マグルのクラブはその辺りの軋轢がよく報道されるらしいが、魔法界にこの手のスキャンダルは驚く程少ない。仮に起こる事があったとしても、スポンサー経験が未熟な成金が口を出して問題を起こしている場合が多い。
おまけに、競技用箒の開発もこれまた純血一族の金で成されている。こっちは後発の民間企業も大勢居たんだが、例のあの人が大暴れした時期に萎縮しちまったから仕方がない。
内乱は経済に打撃を与える事を知っていたやったんだろうか、実際、あれで非純血系の企業は勢いを失っちまったから、狙っていたんだろうな。例のあの人は天才だって言うし。この事に関しては、諸外国の企業が裏で糸を引いていたって陰謀説まで流れる始末だ。
「だから余りそういう事を口走るなよ、問題の火種どころかちょっと触ればこの店が景気よく吹っ飛ぶ爆発物だ。鼻の骨が折れても知らねえからな」
「さっきは鼻を削げって言った癖に」
「判り易い目印を付けろって事だ。ジョージボーイ」
言ってしまってから気付いた。相手も勿論気付いたみたいだ。
「姫、僕達の区別付いてるじゃないか!」
「なんで混ぜて一纏めにしようとするんだよ!」
「なんで違いが判るのかは聞かねえんだな」
「そんなものよく観察すれば判るから!」
「パパもママも僕達を間違えた事なんてないから!」
ま、道理だ。一卵性双生児たって別の人間だ、よく見りゃ違いが幾つもある。
ただ、よく見なきゃ判らん。偶にふらっとやって来るアイドルの区別を付けろったって、そう簡単な話じゃない。
「面倒だから」
「冷たい!」
「短い!」
「じゃあ、年寄りだから見分けるのが辛い」
「姫まだ若いじゃん!」
「マッチョだし!」
「マッチョ関係ねえよ。いや、あるか。お前達の区別は筋肉で付けてる」
「全く嬉しくない!」
「ちっとも嬉しくない!」
「お、マテ貝とトマトのパスタ出来たぞ。食うか? いや、食え」
酷いやら冷たいやら文句を無視してフォークを握らせると素直に皿に向かい、途端に静かになる辺りがまだまだ子供の証拠だ。酒の入った大人はこうはいかない、拳を使い怒鳴る必要すらある。

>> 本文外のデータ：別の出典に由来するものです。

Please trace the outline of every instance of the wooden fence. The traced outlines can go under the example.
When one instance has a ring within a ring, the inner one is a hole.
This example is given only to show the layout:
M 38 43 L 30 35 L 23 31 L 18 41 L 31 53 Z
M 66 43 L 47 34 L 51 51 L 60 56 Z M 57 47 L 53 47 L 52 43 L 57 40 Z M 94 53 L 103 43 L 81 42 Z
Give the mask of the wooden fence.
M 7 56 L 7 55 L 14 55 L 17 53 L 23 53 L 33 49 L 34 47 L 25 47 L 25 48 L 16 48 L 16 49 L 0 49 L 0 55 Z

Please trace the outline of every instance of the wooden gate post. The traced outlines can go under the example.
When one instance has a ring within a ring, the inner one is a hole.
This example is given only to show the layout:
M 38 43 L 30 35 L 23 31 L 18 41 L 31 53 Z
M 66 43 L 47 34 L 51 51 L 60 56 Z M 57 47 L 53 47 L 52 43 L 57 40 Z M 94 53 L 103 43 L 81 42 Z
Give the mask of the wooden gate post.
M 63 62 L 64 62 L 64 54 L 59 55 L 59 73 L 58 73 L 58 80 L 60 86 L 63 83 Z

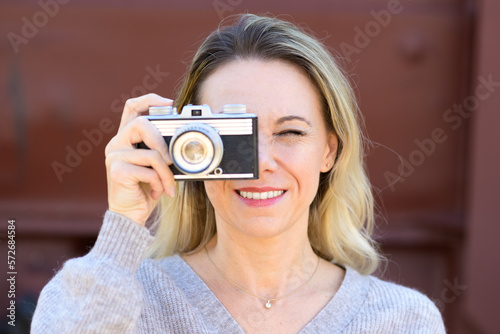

マテ貝を食った事がないのか、レーザークラムとは何だと互いに顔を見合わせて恐る恐る食うウィーズリーズの目の前で、自分の皿にドライパセリを大量に振り掛ける。ミントが苦手なお子様舌共は、当然のようにパセリも嫌いだと抜かしやがったからだ。
ちょっと塩辛いが仕方がない。甘いデザートなんて洒落たもんはうちにないから、後で板チョコでも尻ポケットに捩じ込んでやろう。
そして、こいつらがもう少し成長して酒に酔えるようになったら、その時はポケットじゃなくカウンターに置き、ウイスキー辺りの肴にしようか。
だから今は、苦くて辛いだけの水で我慢だ。